Symbol Analysis

Life is a dream. That's this poem's central claim and question. At times, the speaker seems totally convinced that everything around him is just one big illusion, but sometimes he's not so sure. But the real question is, where does all this angst come from? Why's the speaker so worried about it in the first place? For him, it seems to come from the fact that once he's lost someone or something, he can't help but wonder if he ever really had it in the first place.

  • Lines 4-5: The speaker tells the woman she is not wrong in saying that all his days have been a dream. This sounds like some sort of passive form of acceptance. Rather than agree with her outright, the speaker simply says she is not wrong. The repetition of the D in these two lines is an example of alliteration.
  • Line 8: In a poem that is dreamy and about dreams, we'll take the word "vision" to refer to some kind of dream-like experience.
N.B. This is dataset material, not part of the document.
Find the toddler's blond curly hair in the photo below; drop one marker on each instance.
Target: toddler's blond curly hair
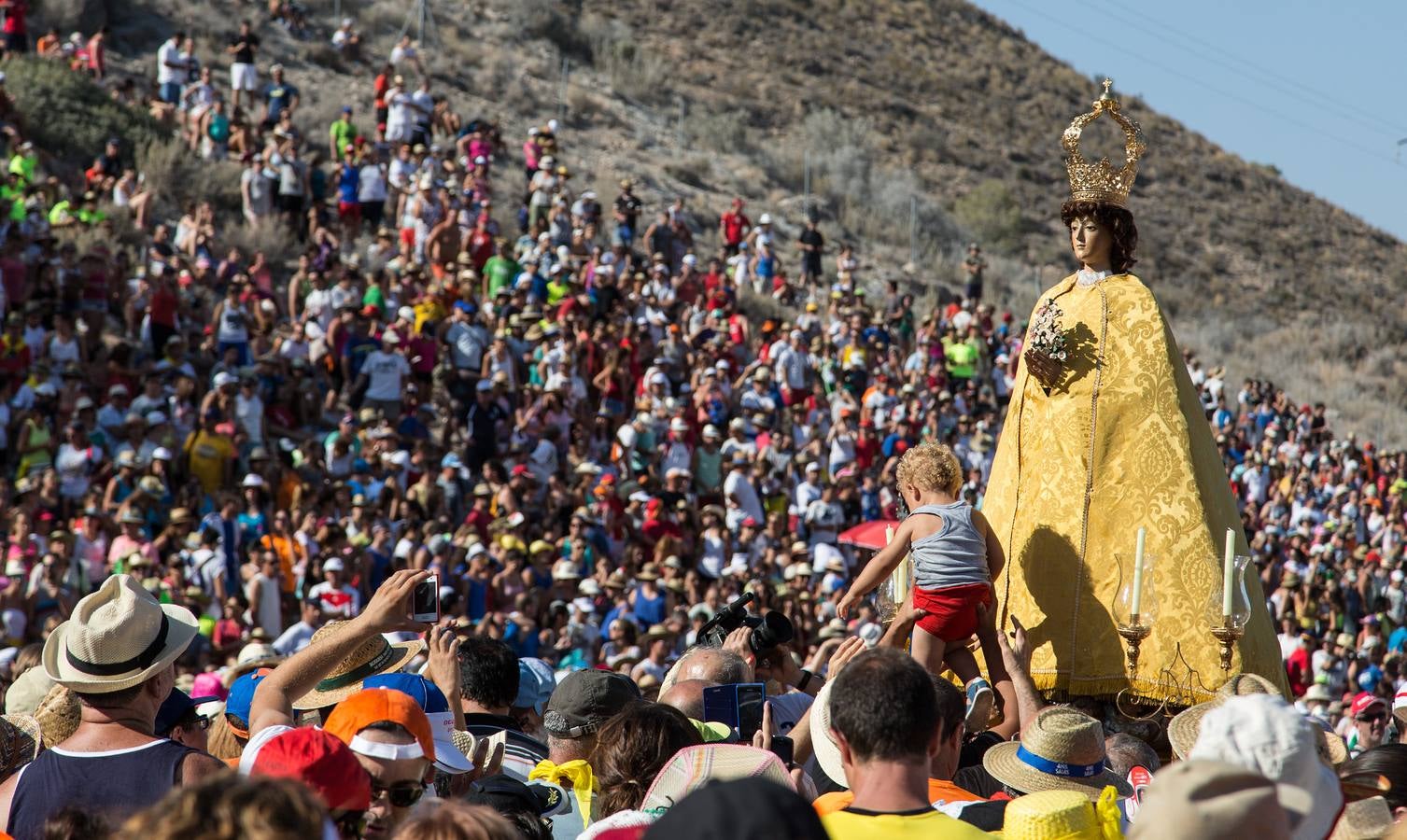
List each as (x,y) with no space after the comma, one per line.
(930,466)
  • Line 9: Here's our first hint that this poem might be about more than just dreams. It could also be about loss. Once something is gone from our speaker's life, it opens up the possibility that when he had it, he was merely dreaming.
  • Lines 10-11: The speaker now declares that all that we see, and all that we seem, is just a dream within a dream. Life isn't real; it's a fantasy or illusion. Is it produced by our minds? Is this just a metaphor for the ways in which our minds will always process reality for us? Where does this illusion even come from?
  • These questions remain unanswered so we don't know. What we do know is that there's some more alliteration. We also know that these lines become a refrain.
  • Lines 23-24: The speaker phrases the refrain as a question, rather than a statement. This suggests that he's not so sure about whether or not everything is just a dream within a dream. He's holding out hope for something "real."